If you wanted to prove your mettle as an entry-level banker or trader it used to be the case that you had to know all about financial modelling in Excel. Not any more. These days it's all about Python, especially on the trading floor.
"Python already replaced Excel," said Matthew Hampson, deputy chief digital officer at Nomura, speaking at last Friday's Quant Conference in London. "You can already walk across the trading floor and see people writing Python code...it will become much more common in the next three to four years."
As Python becomes more prolific, Hampson said banks are able to innovate more quickly. The industry's reputation for fustiness is undeserved, Hampson added: "The concept of rapid innovation has always existed in financial services, but it was done using the Excel spreadsheet. We now have a new vehicle for doing that - Python."

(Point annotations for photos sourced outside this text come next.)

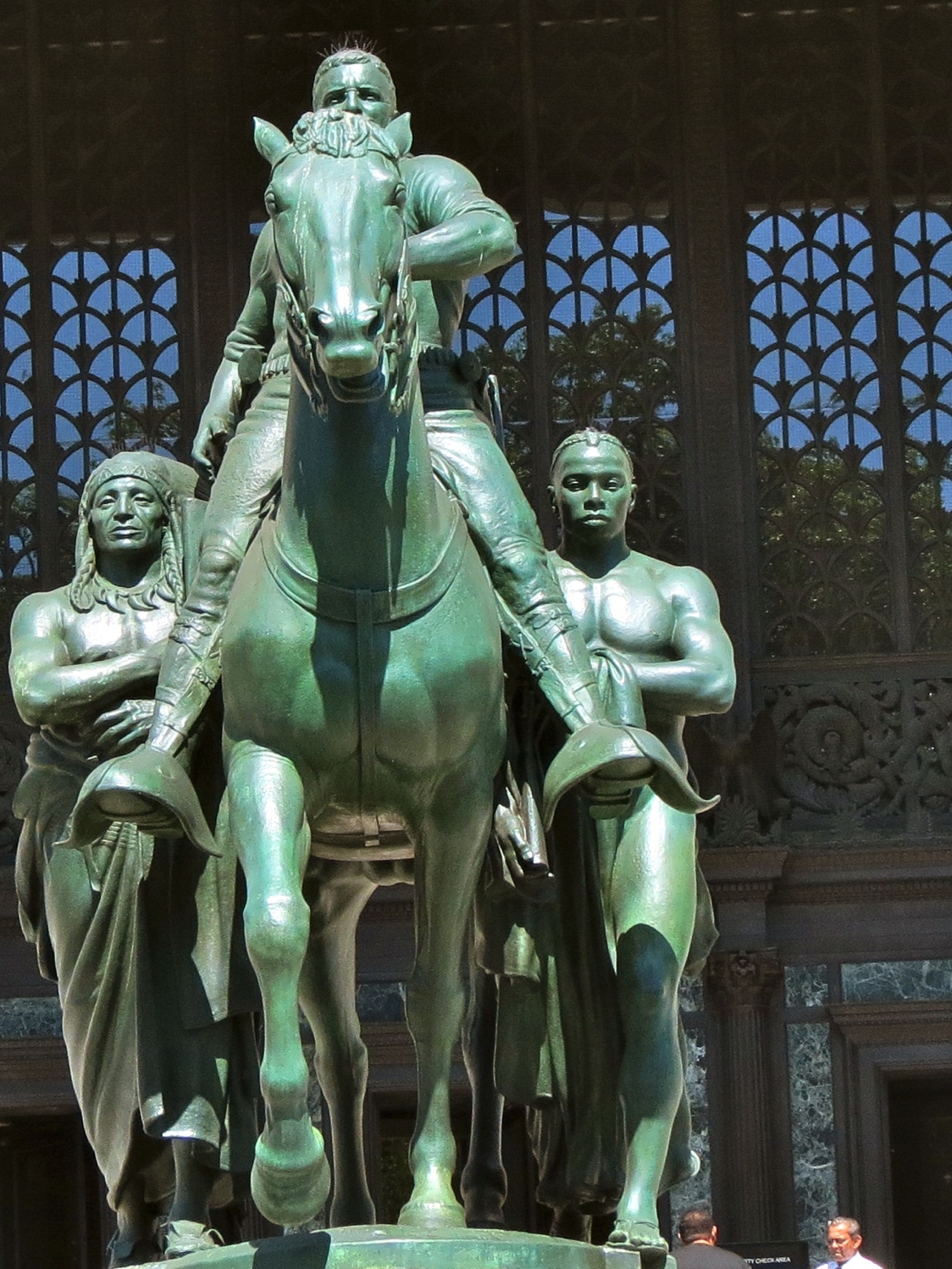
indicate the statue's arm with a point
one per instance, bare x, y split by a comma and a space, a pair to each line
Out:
701, 678
254, 331
47, 690
460, 231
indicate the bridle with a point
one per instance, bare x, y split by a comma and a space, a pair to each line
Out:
400, 333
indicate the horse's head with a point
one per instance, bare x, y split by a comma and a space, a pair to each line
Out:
335, 201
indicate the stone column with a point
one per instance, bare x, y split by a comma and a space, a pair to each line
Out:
748, 1122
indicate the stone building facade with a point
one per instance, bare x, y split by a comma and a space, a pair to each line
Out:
735, 224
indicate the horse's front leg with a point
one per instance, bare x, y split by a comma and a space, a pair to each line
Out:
484, 1182
328, 998
291, 1177
450, 851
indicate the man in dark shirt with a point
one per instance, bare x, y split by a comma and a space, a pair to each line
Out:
699, 1249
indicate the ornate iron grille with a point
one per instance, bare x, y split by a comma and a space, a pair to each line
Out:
848, 265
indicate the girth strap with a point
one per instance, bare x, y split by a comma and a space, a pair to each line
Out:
366, 609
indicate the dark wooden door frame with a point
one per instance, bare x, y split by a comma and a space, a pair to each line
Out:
877, 1044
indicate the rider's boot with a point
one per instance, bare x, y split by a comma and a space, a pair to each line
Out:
623, 756
192, 662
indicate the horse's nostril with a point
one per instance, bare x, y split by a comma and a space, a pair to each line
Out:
374, 326
318, 325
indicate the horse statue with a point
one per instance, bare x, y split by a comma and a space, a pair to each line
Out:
362, 684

As we reported previously, Hampson runs Nomura's new and growing e-trading strategy team, which was formed in May 2019. The team is tasked with increasing Nomura's fixed income trading revenues by 15% through the integration of artificial intelligence into the bank's systematic market making platform.
Hampson's comments come amid suggestions that Excel is in danger of dying out as sheets can be imported into Python where the computation is much quicker.
"I can run an Excel model with a several hundred interlocking formulas and a data table that has 50,000 rows and 100 columns and it takes 15 min to update," said one contributor to Wall Street Oasis last month. "Or, I can run a Python based model with thousands of interlocking corelation points and an underlying data structure that has 10,000,000 rows and 1,000 data attributes. Not to mention I can write scripts to infer missing data points. All of this can be done in about a second."
As Python takes hold, Hampson said the profile of people working on trading floors is changing. "The trading floor of the future will still have humans, but those humans will be different to the people you have today." Future traders will have hybrid skills covering finance, quantitative knowledge and the ability to automate processes and extract data, said Hampson. Today's top traders already have, "much more universal skillsets - they understand data, they understand finance, they understand how to code. That brings an agility that you didn't see until about five years ago."
Bloomberg reported last week that JPMorgan is arming members of Hans Buehler's 180-strong 'Analytics, Automation & Optimization' team with trading licenses as the quants break into trading. Hampson would approve: he concluded that the future is all about innovation and "breaking down the boundaries" between departments in large scale banks. Python is facilitating that.